Dès la fin du XIème siècle l'arbalète gagne en vogue et sa consécration a lieu à la fin du XIIème siècle. On l'utilise sur terre et sur mer et même les cavaliers en sont armés. Philippe Auguste, Jean sans Peur, Frédéric II de Hongrie ont dans leurs armées des "Balistarii equites" (arbalétriers montés).
Si pour la chasse, l’emploi de l’arbalète a été très apprécié en son temps, son usage militaire a provoqué des déboires célèbres sur le champ de bataille. La lenteur de mise en œuvre face aux troupes armées du grand arc droit traditionnel est souvent avancée comme explication (voir les chroniques des batailles de Crécy et d’Azincourt). Mais c’est probablement surtout l’option de vouloir remplacer les archers par des arbalétriers qui constitua une erreur.
Pendant les guerres de la fin du Moyen Âge, la France fait généralement appel à des mercenaires arbalétriers étrangers, en particulier italiens et génois, dont le tir peut percer une armure jusqu’à une distance entre 90 et 100 mètres.
Les progrès de la sidérurgie augmentent parallèlement la robustesse des armures et la puissance de l’arbalète avec la création de l’arc en acier, au début du XIVe siècle, qui remplace petit à petit les arcs en bois et les arcs composites (lamellé-collé : bois + tendons + corne, le tout encollé). On invente aussi un mécanisme complexe et coûteux, avec temps de rechargement de plus en plus long de 2 à 3 minutes (jusqu’à 30 minutes pour les modèles les plus puissants) comme le cric ou le treuil (appelé aussi le « moufle ») pour tendre l’arbalète.
Les Italiens se distinguèrent dans la fabrication d’arbalètes particulièrement efficaces : un trait pouvait atteindre jusqu’à 350 km/h ! Le cranequin (du moyen néerlandais cranekijn « sorte d’arbalète »7) était une arbalète à pied mais le terme a fini par désigner aussi le mécanisme particulier destiné à le tendre. Pour lever cette ambiguïté, l’arbalète elle-même a été renommée improprement cric d’arbalète, terme malheureusement utilisé de nos jours alors qu’il semble ne désigner qu’une partie de l’arme.
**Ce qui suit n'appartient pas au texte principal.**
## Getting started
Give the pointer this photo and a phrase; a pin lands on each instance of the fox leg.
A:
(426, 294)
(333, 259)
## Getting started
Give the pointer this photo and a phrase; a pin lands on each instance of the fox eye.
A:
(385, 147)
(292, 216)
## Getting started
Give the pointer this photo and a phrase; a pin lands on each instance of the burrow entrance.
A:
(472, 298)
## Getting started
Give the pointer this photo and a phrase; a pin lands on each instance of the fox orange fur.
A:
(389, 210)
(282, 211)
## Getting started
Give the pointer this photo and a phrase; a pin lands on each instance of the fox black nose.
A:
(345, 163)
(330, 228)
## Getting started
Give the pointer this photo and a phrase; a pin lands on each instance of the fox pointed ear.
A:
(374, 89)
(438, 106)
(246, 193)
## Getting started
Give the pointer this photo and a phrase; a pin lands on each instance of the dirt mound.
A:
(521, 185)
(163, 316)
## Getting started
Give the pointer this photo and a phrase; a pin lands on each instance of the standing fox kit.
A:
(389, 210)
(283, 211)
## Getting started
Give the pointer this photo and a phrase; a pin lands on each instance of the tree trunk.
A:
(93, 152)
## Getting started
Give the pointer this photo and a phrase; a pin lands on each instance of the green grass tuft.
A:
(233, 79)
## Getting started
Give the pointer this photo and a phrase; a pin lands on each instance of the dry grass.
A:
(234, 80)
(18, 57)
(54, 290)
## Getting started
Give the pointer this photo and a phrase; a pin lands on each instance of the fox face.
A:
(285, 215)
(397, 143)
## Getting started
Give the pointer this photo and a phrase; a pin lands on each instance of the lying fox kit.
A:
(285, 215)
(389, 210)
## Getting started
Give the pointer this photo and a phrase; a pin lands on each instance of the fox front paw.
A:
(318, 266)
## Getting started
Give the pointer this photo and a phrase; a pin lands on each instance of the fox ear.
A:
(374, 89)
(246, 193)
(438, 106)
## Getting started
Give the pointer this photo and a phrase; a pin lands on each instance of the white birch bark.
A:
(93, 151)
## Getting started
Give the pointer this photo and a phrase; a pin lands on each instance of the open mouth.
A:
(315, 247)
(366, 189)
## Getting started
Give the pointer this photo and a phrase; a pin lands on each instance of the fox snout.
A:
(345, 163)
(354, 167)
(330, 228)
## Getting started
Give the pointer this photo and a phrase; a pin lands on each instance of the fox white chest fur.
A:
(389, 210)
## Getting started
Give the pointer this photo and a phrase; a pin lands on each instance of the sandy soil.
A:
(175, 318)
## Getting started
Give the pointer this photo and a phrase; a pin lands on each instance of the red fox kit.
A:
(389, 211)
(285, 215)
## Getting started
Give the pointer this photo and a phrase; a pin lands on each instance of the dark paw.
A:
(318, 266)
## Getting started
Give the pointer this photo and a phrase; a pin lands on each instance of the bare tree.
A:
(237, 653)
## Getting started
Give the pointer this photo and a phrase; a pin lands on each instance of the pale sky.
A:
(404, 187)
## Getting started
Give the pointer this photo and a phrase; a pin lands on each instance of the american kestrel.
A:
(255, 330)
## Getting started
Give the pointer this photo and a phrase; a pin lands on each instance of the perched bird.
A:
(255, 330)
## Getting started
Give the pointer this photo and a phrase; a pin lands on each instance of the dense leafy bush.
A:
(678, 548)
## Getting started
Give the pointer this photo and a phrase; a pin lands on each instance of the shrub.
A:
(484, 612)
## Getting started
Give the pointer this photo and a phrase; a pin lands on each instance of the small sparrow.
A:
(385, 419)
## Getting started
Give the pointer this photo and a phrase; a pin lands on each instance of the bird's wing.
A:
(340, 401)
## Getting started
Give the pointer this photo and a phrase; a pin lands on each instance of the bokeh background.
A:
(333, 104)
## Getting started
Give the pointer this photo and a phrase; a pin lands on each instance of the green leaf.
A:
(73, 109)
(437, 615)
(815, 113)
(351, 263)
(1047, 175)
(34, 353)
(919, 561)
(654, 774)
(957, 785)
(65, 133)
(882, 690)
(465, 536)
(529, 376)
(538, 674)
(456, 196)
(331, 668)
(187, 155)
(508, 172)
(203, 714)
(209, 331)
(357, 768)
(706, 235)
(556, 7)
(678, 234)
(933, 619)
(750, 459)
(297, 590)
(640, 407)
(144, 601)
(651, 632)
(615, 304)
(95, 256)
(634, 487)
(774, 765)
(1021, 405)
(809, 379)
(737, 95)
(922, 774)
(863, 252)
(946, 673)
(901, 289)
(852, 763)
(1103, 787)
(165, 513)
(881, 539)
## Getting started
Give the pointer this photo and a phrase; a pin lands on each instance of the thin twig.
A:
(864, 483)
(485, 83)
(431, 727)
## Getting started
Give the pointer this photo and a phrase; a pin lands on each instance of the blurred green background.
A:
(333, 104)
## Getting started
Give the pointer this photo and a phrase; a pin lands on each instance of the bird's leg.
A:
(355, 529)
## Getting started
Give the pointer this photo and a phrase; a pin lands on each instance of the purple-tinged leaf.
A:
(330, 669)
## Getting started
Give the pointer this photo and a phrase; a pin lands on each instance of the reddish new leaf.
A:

Les arbalètes, comme les arcs, ont pratiquement disparu lorsque les armes à feu, plus facile d’emploi, demandant moins d’entraînement, et aussi beaucoup moins chères, devinrent l’équipement de base du fantassin.
Bien que l’arbalète ait été remplacée par des armes à feu dans les conflits militaires, elle reste un symbole de l’ingéniosité humaine et de l’évolution des technologies de guerre.